TSK’daki üst subaylar genelde ‘İdealist subay’ tipinde olup, laiklik hassasiyeti nispeten yüksek, ‘devre ruhu’ gibi kollektif değerleri önemseyen, elitist, mutlak itaate önem veren, şahsi kariyerinden ziyade TSK’nın kurumsal kişiliğini önemseyen, subaylık tercihleri nispeten ailelerinin kararı neticesinde şekillenmiş, merkez-sol perspektiften dünyaya bakan subaylardır.
Genç subaylar (Binbaşı, yüzbaşı, Üsteğmen ve Teğmen):
TSK’daki genç subaylar (özellikle üniversite mezunu sözleşmeli subaylar) genelde ‘memur subay’ tipinde olup, laiklik hassasiyeti nispeten düşük, kollektif değerlerden ziyade bireysel kariyerini önemseyen, ailevi geçim ve uzun dönemli yatırım kaygısı taşıyan, kendi gelişimini TSK’nın kurumsal kişiliğinin önüne koyan, subaylık tercihleri nispeten kendi bilinçli tercihleri olan, merkez-sağ perspektiften dünyaya bakmakta.

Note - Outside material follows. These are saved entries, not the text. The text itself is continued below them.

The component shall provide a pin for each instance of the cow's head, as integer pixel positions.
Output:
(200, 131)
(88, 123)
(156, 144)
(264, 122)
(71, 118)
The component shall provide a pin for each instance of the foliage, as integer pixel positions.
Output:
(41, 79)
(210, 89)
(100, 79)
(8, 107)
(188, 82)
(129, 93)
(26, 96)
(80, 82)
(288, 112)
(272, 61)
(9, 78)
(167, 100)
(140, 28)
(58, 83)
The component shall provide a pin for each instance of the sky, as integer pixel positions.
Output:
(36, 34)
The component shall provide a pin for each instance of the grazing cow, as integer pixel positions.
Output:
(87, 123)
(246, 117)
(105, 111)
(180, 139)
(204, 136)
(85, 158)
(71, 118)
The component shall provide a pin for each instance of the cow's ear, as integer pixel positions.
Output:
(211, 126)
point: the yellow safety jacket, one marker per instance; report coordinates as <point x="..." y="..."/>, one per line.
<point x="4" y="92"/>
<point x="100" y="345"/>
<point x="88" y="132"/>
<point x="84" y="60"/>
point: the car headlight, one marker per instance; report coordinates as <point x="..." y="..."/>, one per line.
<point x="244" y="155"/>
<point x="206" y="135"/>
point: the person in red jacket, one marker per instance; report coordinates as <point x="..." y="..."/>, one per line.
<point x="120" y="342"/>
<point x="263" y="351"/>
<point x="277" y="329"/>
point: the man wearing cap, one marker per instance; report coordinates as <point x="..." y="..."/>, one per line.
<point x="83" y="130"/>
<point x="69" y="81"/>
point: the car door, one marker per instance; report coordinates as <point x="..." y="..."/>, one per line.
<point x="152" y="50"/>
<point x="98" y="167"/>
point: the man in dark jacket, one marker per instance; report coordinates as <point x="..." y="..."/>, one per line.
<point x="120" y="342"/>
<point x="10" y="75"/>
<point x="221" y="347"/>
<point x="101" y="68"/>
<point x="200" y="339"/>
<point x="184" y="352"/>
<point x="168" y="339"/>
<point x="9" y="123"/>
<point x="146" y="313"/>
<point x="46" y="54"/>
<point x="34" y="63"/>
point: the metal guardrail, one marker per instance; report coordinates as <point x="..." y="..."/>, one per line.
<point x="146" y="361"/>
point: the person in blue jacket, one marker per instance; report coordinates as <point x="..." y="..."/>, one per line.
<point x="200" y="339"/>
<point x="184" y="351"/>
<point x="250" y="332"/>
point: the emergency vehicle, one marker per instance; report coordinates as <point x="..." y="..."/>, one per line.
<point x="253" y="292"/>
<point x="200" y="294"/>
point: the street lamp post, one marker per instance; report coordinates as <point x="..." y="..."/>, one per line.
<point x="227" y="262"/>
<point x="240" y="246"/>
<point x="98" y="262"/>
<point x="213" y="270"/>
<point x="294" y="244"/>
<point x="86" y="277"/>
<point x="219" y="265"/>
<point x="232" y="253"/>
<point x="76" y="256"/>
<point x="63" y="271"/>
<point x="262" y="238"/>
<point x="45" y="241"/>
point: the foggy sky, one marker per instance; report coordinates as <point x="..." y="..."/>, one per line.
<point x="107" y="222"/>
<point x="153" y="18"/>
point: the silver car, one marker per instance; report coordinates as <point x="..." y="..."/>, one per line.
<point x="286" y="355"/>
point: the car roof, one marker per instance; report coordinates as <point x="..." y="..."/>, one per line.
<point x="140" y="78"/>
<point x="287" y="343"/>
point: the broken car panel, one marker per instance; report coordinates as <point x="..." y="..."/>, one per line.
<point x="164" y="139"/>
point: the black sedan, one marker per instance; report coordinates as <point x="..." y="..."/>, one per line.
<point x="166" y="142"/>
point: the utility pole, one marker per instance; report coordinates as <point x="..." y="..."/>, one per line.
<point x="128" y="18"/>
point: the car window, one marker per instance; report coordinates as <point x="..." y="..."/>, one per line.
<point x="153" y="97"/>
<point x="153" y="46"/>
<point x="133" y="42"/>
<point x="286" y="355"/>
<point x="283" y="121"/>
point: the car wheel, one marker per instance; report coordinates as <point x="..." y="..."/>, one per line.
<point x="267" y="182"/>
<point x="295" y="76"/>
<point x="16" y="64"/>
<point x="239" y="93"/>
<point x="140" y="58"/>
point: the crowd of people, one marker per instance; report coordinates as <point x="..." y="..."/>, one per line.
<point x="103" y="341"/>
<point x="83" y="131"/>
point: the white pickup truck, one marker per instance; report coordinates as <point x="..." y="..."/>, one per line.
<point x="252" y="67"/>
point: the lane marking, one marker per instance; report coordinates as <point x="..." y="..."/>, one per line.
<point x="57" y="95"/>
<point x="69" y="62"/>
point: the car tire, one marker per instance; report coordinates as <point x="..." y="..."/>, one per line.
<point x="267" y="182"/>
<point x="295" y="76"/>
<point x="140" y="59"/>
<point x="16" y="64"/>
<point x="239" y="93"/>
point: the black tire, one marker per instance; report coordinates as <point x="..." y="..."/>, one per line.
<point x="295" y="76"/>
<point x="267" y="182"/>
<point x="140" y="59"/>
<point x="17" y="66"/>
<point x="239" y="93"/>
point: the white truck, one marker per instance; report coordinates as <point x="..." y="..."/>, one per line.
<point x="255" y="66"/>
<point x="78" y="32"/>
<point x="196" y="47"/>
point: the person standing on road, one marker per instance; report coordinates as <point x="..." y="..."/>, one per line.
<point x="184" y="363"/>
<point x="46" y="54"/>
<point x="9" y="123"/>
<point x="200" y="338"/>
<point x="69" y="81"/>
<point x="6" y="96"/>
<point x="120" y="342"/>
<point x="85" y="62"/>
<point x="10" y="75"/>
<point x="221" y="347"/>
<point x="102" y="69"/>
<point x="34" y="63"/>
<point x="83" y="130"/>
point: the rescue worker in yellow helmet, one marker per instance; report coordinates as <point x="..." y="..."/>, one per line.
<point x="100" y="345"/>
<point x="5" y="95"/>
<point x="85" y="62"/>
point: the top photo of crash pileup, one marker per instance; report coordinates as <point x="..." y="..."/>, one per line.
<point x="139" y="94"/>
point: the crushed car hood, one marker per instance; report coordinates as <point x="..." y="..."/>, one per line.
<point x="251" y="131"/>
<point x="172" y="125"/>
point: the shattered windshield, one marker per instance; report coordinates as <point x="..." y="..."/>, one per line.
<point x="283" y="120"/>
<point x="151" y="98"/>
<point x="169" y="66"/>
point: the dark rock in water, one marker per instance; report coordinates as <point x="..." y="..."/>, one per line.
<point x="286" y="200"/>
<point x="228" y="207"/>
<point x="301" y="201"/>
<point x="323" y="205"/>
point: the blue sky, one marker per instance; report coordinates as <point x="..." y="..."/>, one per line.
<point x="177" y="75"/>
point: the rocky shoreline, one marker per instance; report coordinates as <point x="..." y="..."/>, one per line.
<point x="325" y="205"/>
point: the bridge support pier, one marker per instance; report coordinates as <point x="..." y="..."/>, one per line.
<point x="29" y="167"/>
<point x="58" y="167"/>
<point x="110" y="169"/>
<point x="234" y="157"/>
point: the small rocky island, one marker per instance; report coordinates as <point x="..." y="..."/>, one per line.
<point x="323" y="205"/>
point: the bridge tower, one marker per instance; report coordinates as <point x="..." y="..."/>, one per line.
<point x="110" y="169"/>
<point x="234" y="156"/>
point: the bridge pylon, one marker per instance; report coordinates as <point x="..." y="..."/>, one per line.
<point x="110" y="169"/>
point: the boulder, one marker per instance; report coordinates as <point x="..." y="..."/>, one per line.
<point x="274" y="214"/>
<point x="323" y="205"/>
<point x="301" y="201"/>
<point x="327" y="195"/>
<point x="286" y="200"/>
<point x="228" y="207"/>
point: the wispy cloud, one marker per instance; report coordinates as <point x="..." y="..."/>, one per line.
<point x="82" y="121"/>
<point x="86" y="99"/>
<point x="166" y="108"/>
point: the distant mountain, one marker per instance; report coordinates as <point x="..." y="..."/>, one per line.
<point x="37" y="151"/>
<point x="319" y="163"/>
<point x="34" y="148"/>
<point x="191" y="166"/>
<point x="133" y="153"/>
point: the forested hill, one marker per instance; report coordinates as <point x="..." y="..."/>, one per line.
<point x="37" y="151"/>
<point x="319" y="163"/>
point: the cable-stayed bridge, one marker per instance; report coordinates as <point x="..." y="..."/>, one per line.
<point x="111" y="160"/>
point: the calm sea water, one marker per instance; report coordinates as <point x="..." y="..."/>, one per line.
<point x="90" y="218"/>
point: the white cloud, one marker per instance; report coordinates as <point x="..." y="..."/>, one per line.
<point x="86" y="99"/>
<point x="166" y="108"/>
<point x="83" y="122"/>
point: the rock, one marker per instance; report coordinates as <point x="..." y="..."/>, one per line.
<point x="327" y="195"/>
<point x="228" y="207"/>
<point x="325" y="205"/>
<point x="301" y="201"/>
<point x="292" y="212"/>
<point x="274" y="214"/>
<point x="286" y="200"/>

15 Temmuz sonrasındaki süreçte TSK’nın kurumsal dönüşümü tartışmalarında ‘üst subaylar’ ile ‘genç subaylar’ arasındaki kuşak çatışmasının var olduğu gerçeği önem kazanmaktadır. Özellikle 2000 ve sonrasında doğan Z neslinin[ii] de teğmen rütbesini takmasından sonra önümüzdeki yıllarda TSK içinde askerliğe ve subaylık mesleğine bakışları farklı, TSK ile kurduğu ilişki birbiri ile benzeşmeyen ve hayatı faklı algılayan ‘Z Nesli Teğmenler/Üsteğmenler’, ‘Genç Subaylar’ ve ‘Üst subaylar’ şeklinde 3 farklı kuşağın çatışma alanı olacağı unutulmamalıdır. Ayrıca sözleşmeli subayların da kurumsal aidiyete yönelik ciddi problemleri olduğu ve genç subaylar arasında bu problemlerden kaynaklanan bölünmenin üst subay-genç subay ayrımı kadar önemli olduğunu hatırlamak gerekiyor.
TSK içindeki rütbe, imtiyaz ve statü çatışmalarına göre;
15 Temmuz sonrası dönemde zaten toplu tasfiyelerle azalmış rütbeli personel kadroları ile ilgili politika değişiklikleri TSK’da görev yapan rütbeli personelin moral ve motivasyonu ile personel temin politikaları açısından önem arz etmektedir. Subaylar arasında kurmay subay-sınıf subayı ayırımı, yine subaylar arasında harp okulu mezunu subay-sivil üniversite mezunu sözleşmeli subay ayırımı, astsubayların özlük hakları ve TSK içindeki statülerine yönelik hak talepleri, sözleşmeli uzmanlık sistemi ile sözleşmeli er sisteminin arasında yaşanan uyum problemi, profesyonelleşme yolundaki en önemli adımlardan olan sözleşmeli er kadrolarının bir türlü istenen seviyeye çıkartılamamış olması TSK içindeki rütbe, imtiyaz ve statü çatışmalarına örneklerdir. Bu çatışmalar doğru personel temin ve yönetimi politikaları ile hassas şekilde yönetilebilmelidir.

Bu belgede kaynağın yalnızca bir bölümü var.